A mãe e a companheira de Nuno Ricardo também foram constituídas arguidas. O Ministério Público defendia que a companheira do principal arguido ajudava na gestão financeira da organização e na preparação das doses, mas o tribunal considerou não haver prova suficiente para a condenar. A situação da mãe, Lucinda Santos, foi diferente.

O tribunal deu como provado que era responsável por uma das “casas de apoio”, onde eram guardadas embalagens para acondicionar cocaína, 2C-B, LSD, MDMA e cetamina. Nas buscas à sua casa, a PSP encontrou frascos, sacos herméticos e tubos usados para guardar droga. A sentença considerou ainda que Lucinda Santos teve uma participação ativa no circuito de distribuição. Em algumas chamadas intercetadas, mãe e filho usavam expressões codificadas, como “ténis” ou “caixas”. Numa das situações descritas no processo, Nuno Ricardo, estando no Algarve, pediu à mãe que recolhesse produto em Lisboa. A mulher terá depois enviado um emoji ao filho como sinal de que a transação estava concluída.

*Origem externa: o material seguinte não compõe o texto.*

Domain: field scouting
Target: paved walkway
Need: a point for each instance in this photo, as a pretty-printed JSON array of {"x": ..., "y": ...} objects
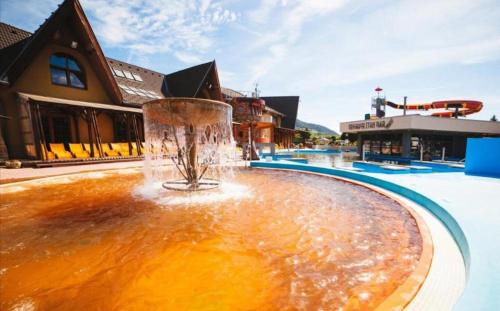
[{"x": 475, "y": 203}]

Na sentença, os juízes descrevem a evolução de Nuno Ricardo de consumidor para vendedor. O tribunal considerou que o arguido começou por adquirir droga para consumo próprio, passou depois a ceder a terceiros e acabou por vender. Esse percurso terá sido motivado não apenas por dinheiro, mas também pelo desejo de pertença e reconhecimento social que obtinha junto de amigos e figuras mediáticas.

O percurso pessoal de Nuno Ricardo também foi referido no processo. Filho de um toxicodependente, viveu episódios de violência doméstica durante a juventude e, aos 17 anos, matou o pai durante um desses episódios, tendo cumprido um ano de cadeia por homicídio. Mais tarde, tentou reorganizar a vida, trabalhou em várias áreas, emigrou, voltou a Portugal e aproximou-se do desporto. Depois da pandemia, deixou de trabalhar de forma regular, passou a viver de rendimentos e, em 2022, ao mudar de ginásio, integrou um novo grupo de amigos. Foi nesse contexto que regressou ao consumo de drogas psicadélicas e, progressivamente, passou à venda.

O tribunal condenou Nuno Ricardo a cinco anos e meio de prisão efetiva. O principal arguido está em prisão preventiva no Estabelecimento Prisional de Lisboa desde 28 de novembro de 2023, dia em que foi detido. Leonel Nhaga foi condenado a quatro anos e meio de prisão, com pena suspensa por cinco anos. Lucinda Santos, mãe de Nuno Ricardo, foi condenada a quatro anos e três meses de prisão, também com pena suspensa por cinco anos.

A companheira de Nuno Ricardo foi absolvida. Apesar da convicção do Ministério Público de que teria participado na organização do produto e na gestão financeira do negócio, o coletivo de juízes considerou que não existia prova suficiente para a condenar.

No acórdão, o tribunal sublinhou a existência de “prova segura, coerente e convergente” sobre uma atividade reiterada de venda de estupefacientes, com meios organizados, divisão de tarefas, posse de quantidades incompatíveis com consumo próprio e intenção lucrativa. O caso deixa exposta uma rede que, durante mais de um ano, funcionou entre contactos codificados, entregas discretas e uma lista de clientes onde o estatuto social e mediático ajudou a transformar um traficante num fornecedor de referência.